他试图咬烂舌头流血至死,但口中堵塞的粘液让他放弃了这个想法。最终他的思绪退回到自身,他感觉他生活在纯粹的幻想之中。他如此沉迷在这种虚幻的现实里,几乎没有注意到异形何时将他从墙上转移走。他们从未对UE施暴过,或者入侵他的思想,他所能做的只是等待它们接下来会做什么。
在被转移的时候他看见了那只兽人已经被泡在了“营养池”里,开始变得臃肿肥大了起来,他停止了尖叫。
在经过了一个房间的时候有些东西吸引了它们的注意力,它们突然改变方向,走了进去,拖着他在地上。UE听到了他们进入的这个新地方的声音...抽泣,吮吸,啜泣声还有柔软润滑的肉块掉在地上的噪音。

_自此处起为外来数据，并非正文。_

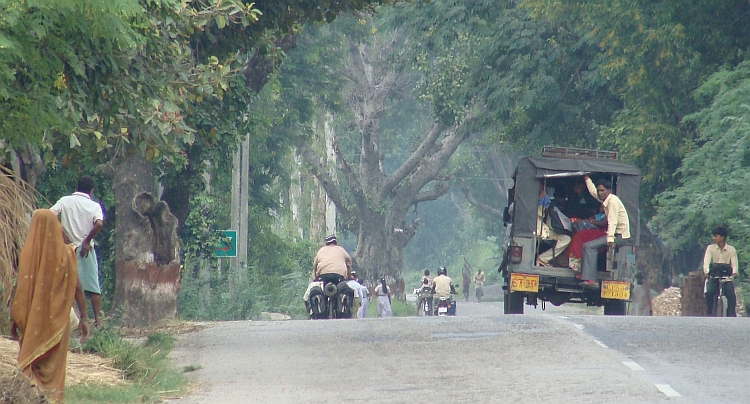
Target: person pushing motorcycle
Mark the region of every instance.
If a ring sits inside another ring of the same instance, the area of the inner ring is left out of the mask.
[[[440,267],[438,268],[438,276],[432,280],[432,306],[437,307],[441,297],[452,302],[451,294],[456,294],[456,287],[453,286],[453,280],[448,277],[448,270],[445,267]]]
[[[318,250],[313,260],[313,280],[333,283],[350,279],[352,259],[343,247],[338,245],[335,234],[326,236],[326,245]]]

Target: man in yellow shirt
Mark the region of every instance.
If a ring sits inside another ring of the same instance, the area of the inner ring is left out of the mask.
[[[584,175],[583,178],[591,196],[602,203],[607,218],[607,235],[585,243],[581,257],[581,286],[596,290],[599,289],[596,273],[599,249],[604,246],[614,248],[625,245],[630,239],[630,219],[620,198],[612,193],[612,183],[599,180],[594,185],[588,175]]]
[[[336,235],[326,237],[326,245],[318,250],[313,260],[313,280],[339,284],[352,276],[352,259],[339,246]]]
[[[438,276],[432,280],[432,295],[433,305],[432,307],[438,307],[440,298],[447,298],[452,301],[451,294],[456,294],[456,288],[453,286],[453,280],[448,277],[448,270],[445,267],[438,268]]]

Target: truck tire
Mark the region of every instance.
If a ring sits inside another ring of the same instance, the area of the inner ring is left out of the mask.
[[[523,314],[523,293],[503,293],[503,309],[505,314]]]
[[[625,300],[608,300],[604,303],[605,316],[624,316],[627,303]]]

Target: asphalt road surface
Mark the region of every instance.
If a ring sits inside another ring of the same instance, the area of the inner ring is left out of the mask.
[[[216,323],[175,403],[748,403],[750,319],[459,302],[456,317]]]

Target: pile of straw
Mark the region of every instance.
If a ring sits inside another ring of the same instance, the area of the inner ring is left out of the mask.
[[[42,393],[16,369],[0,368],[0,403],[44,404]]]
[[[10,303],[13,279],[29,220],[34,190],[13,172],[0,166],[0,299]]]
[[[680,303],[680,288],[671,287],[664,289],[658,296],[651,300],[651,308],[655,316],[681,316],[682,304]]]
[[[3,375],[3,379],[16,370],[17,358],[18,342],[0,337],[0,375]],[[68,352],[65,385],[81,383],[117,386],[127,382],[122,372],[112,366],[111,360],[87,353]]]

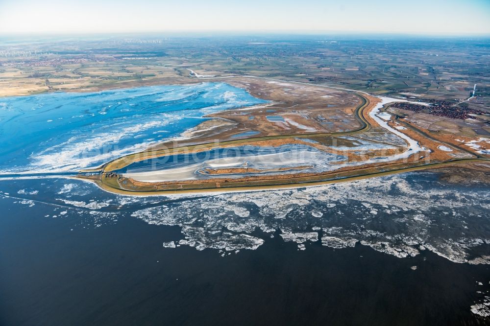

有什么东西动了一下,他的意识开始回到了身体里,变得突然理性了起来,意识到了自己在哪里。
这是它们的育种园,皇后高高的挂在支撑结构的上面两只腿缩到了身躯上,身后连接着长长的排卵管。他认出了在地上的一个女性,那是一个女性精灵。她正在经历着不可思议的孕期...她的肚子肿胀的巨大,不像是一般的精灵孕妇。高等精灵还有古代先知的相貌是除了兽人和虫族外已知物种中公认最具有吸引力的种族,但眼前的这位女性精灵的外貌实在是无法被称为具有吸引力。多半是那些病毒造成的,UE如此的想到,也只有这个想法是合理的。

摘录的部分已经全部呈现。